Motif analysis was performed on the 250 bp upstream from the transcription start sites (TSS) of the 29 UsnRNA genes. We used MEME (3) with default parameters and a maximum width of 25 bases.
ChIP-seq data were subjected to unbiased clustering, with respect to a list of unique RefSeq genes or UsnRNA genes (extracted from the RNA genes list on hg18), using the seqMINER 1.3.2 platform 50. We used Kmeans linear as the method of clustering, with the following parameters for UsnRNA gene analysis: left and right extension = 1 kb, internal bins = 10, flanking region bins = 80, and number of clusters = 5. For the analysis of RefSeq genes we employed the following: left and right extension = 1.5 kb, internal bins = 160, flanking region bins = 20, and number of cluster = 5. seqMINER was also used to generate all the heat maps and the average profiles of read density.
ChIP was performed in HeLa and MCF10A cells as previously described (7). ChIP eluates from the specific antibodies, control IgG, and input were assayed by real-time quantitative PCR (qPCR) in a 20-μl reaction mixture with 0.4 μM each primer, 10 μl of iQ SYBR green Supermix (Bio-Rad), and 5 μl of template DNA (corresponding to 1/40 of the elution material). Thermal cycling parameters were as follows: 3 min at 95°C, followed by 40 cycles of 10 s at 95°C, and 30 s at 60°C. The strength of the ChIP signal was calculated as the amount of immunoprecipitated DNA relative to that present in the input chromatin.
pSUPER.retro.puro constructs against SNAPC1 and a nontargeting control (see the supplemental material for sequences) were transfected in HeLa cells using MetafectenePro (Biontex) as a carrier. After 24 h, cells were selected with 2.5 μg/ml puromycin for 72 h. RNA was extracted before and after EGF stimulation.
Wild-type or shRNA-transfected HeLa cells were plated at 50 to 60% confluence and starved in DMEM supplemented with 0.5% FBS for 24 h. EGF (Invitrogen) was then added to the medium (100 ng/ml). Samples were collected at different time points and subjected to qChIP or RNA isolation. Exponentially growing HeLa cells (70 to 80% confluence) were treated with flavopiridol (2 μM).

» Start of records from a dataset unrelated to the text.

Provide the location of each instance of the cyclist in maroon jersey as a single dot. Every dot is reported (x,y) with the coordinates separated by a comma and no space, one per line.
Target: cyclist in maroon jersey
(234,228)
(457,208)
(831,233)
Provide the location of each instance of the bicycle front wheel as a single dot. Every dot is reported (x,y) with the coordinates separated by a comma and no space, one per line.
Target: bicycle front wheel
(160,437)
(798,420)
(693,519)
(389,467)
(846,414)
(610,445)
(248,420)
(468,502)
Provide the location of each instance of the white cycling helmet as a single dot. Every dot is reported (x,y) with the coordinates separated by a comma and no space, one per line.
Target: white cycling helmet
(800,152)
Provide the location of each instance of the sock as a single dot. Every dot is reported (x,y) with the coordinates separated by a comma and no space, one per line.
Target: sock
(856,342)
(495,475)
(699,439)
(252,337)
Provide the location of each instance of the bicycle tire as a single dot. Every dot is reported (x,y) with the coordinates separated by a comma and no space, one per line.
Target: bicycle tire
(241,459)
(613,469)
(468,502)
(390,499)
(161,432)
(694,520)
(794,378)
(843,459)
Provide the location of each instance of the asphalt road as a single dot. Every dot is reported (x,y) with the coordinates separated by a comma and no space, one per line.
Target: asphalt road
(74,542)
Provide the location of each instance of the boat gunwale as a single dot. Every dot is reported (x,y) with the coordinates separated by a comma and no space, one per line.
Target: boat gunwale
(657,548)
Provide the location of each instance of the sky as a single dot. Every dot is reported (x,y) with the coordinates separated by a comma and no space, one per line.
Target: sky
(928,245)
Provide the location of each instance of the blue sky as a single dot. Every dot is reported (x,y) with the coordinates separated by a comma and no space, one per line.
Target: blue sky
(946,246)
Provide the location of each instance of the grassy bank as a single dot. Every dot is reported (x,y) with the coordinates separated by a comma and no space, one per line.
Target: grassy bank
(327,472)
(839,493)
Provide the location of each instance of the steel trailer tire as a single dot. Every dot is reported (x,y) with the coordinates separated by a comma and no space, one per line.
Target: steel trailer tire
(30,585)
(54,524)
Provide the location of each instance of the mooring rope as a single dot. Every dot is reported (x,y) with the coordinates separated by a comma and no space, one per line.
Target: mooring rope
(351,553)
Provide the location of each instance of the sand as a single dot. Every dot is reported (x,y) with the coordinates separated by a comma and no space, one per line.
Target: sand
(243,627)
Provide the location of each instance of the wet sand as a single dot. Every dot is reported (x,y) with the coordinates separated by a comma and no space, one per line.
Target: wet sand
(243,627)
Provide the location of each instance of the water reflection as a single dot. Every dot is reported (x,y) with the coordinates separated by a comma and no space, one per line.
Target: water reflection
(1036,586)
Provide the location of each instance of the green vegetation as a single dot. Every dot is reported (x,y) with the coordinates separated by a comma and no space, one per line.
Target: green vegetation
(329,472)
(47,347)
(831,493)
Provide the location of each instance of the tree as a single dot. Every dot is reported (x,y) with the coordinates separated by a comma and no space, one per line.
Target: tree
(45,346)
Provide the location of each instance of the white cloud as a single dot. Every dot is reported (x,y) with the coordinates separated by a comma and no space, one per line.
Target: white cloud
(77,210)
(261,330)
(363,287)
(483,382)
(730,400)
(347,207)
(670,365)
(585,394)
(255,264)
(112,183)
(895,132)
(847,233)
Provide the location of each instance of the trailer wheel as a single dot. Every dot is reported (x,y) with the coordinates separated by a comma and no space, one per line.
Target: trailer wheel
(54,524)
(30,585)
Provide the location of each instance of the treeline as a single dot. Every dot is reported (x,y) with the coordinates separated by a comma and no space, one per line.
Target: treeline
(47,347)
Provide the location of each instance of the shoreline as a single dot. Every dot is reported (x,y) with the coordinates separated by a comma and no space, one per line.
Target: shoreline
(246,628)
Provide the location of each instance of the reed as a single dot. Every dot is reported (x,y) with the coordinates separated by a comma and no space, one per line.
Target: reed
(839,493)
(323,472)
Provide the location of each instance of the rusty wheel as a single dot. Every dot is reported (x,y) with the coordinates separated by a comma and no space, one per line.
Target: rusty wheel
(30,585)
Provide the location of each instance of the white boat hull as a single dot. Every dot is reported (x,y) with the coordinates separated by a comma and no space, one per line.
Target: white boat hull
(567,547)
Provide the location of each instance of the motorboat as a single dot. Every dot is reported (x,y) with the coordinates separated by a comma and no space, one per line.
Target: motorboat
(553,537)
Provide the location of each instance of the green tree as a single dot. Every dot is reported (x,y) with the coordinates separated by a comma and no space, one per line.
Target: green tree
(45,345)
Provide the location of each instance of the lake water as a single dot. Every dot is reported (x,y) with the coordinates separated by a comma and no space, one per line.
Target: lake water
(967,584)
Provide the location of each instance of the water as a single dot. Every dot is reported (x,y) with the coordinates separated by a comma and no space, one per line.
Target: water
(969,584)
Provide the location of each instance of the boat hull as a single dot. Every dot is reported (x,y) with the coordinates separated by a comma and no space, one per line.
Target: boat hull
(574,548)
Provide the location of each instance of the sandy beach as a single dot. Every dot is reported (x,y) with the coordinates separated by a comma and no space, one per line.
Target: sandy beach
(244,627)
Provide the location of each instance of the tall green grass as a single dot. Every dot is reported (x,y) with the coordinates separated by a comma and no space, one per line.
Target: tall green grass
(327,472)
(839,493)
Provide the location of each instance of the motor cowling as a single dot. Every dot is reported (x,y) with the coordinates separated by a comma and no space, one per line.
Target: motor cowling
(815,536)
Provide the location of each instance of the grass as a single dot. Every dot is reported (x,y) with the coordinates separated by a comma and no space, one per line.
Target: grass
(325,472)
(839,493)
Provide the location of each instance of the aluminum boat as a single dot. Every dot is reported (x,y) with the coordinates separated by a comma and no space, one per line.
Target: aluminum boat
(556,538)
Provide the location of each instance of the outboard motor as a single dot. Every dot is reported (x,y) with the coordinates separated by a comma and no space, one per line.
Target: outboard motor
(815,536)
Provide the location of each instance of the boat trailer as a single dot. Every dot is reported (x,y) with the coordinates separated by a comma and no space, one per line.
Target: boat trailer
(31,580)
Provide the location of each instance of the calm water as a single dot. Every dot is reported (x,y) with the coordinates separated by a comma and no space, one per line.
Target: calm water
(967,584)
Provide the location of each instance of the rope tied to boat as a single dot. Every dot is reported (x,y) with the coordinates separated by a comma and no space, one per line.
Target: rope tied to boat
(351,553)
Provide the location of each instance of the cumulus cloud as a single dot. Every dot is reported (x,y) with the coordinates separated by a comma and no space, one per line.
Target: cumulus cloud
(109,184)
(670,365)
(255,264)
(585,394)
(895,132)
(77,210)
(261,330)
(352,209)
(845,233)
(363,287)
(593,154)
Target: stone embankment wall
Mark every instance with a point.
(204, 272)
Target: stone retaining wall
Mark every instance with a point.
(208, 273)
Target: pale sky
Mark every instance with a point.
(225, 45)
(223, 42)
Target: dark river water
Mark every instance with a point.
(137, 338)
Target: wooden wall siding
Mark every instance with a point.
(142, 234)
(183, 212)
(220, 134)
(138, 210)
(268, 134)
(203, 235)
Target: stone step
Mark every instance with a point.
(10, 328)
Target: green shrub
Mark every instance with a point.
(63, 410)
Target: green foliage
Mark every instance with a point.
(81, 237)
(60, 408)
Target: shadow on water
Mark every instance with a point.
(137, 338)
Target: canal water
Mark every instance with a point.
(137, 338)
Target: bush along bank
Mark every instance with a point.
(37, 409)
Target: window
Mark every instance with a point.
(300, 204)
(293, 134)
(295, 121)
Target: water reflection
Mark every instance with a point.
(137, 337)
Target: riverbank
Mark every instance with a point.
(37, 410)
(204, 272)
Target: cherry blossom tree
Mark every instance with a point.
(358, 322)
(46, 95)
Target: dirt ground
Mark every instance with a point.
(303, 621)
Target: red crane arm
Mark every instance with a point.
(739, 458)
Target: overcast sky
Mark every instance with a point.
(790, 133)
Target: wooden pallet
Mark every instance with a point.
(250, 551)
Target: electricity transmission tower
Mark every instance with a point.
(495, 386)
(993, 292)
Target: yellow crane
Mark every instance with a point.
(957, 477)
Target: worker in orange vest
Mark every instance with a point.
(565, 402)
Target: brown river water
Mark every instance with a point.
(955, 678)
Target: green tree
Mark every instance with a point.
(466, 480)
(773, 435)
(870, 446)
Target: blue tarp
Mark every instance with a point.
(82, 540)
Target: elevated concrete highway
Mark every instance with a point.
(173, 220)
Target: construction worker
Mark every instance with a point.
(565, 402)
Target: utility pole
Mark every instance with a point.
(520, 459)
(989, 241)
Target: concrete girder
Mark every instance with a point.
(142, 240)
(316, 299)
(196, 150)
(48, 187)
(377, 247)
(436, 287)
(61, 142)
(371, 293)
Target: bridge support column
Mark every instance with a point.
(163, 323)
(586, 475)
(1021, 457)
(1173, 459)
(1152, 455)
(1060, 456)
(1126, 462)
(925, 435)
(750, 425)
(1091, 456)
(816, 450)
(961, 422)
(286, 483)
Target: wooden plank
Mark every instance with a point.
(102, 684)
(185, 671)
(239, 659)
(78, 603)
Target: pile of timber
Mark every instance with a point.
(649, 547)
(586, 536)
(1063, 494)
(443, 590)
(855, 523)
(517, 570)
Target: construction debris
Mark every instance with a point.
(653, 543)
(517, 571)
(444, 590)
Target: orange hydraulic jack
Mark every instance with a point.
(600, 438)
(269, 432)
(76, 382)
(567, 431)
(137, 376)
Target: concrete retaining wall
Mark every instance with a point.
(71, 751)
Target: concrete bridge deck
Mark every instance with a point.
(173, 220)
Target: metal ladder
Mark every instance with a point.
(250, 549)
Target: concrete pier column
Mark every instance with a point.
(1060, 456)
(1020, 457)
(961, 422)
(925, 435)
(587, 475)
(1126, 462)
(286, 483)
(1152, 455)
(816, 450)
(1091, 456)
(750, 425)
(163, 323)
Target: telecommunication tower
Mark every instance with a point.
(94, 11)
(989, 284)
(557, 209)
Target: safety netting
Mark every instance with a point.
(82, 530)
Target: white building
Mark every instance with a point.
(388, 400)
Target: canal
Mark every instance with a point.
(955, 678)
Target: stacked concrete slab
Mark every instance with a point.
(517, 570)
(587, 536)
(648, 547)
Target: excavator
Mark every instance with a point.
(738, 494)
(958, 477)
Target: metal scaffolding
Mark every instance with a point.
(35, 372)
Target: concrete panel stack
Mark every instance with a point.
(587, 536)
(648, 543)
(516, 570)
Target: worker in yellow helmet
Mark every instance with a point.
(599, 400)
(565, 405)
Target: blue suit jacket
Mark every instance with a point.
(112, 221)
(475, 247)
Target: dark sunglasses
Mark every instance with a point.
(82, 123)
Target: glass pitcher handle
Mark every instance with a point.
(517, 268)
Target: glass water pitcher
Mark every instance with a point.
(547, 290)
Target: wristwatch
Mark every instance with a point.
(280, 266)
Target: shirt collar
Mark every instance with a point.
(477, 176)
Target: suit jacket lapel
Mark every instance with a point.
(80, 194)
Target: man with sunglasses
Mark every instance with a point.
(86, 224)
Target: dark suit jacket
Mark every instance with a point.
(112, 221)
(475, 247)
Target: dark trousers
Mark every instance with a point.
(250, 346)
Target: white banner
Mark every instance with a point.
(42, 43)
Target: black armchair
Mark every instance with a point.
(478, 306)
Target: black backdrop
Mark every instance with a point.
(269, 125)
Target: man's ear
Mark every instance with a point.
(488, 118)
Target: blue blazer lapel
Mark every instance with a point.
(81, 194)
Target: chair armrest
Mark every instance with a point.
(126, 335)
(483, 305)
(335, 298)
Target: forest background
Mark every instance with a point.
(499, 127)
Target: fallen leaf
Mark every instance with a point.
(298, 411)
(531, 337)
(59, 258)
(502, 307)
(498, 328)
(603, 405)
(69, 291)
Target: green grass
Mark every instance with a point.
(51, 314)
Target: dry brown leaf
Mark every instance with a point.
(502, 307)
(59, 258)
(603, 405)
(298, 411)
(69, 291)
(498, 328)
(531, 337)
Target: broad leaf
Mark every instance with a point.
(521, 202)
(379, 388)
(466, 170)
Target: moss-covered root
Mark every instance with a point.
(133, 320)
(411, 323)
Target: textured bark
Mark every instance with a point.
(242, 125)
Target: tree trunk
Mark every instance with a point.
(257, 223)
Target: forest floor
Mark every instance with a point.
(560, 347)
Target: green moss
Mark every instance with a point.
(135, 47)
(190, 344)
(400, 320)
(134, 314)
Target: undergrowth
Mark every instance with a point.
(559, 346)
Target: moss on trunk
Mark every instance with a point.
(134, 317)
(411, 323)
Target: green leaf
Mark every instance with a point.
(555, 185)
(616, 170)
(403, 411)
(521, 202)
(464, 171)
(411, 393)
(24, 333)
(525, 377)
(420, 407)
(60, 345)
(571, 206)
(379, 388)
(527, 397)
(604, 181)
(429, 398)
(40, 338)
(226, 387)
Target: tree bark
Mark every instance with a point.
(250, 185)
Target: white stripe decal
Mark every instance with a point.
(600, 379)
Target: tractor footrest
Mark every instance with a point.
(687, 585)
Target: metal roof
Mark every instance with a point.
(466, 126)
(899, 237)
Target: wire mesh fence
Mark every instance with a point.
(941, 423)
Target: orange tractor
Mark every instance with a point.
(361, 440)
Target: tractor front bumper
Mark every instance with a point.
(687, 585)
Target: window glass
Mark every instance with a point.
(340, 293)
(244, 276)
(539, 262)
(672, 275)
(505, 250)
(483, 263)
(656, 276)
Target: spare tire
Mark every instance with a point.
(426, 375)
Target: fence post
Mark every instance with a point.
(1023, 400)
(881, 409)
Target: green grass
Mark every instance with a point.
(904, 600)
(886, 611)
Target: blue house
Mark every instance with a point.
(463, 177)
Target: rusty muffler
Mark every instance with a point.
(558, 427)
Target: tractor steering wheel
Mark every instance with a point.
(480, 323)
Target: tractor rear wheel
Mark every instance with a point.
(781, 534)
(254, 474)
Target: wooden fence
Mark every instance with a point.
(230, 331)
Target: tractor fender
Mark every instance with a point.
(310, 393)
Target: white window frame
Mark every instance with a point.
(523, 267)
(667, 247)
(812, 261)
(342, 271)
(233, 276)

Treated and untreated cells were collected after 6 h and subjected to ChIP analysis.
HeLa cells were transfected with different shRNA constructs, and 400 ng of total RNA was amplified according to Illumina protocols and hybridized to an Illumina HumanHT-12 v4 Expression BeadChip. Three biological replicates were analyzed for each condition. Data were processed using the bead array library in R. Raw data were log2 transformed and normalized by quantile normalization, and fold changes and statistics were calculated using the LIMMA (Linear Models for Microarray Data) library in R. Heat maps were created using GPLOT library with default parameters.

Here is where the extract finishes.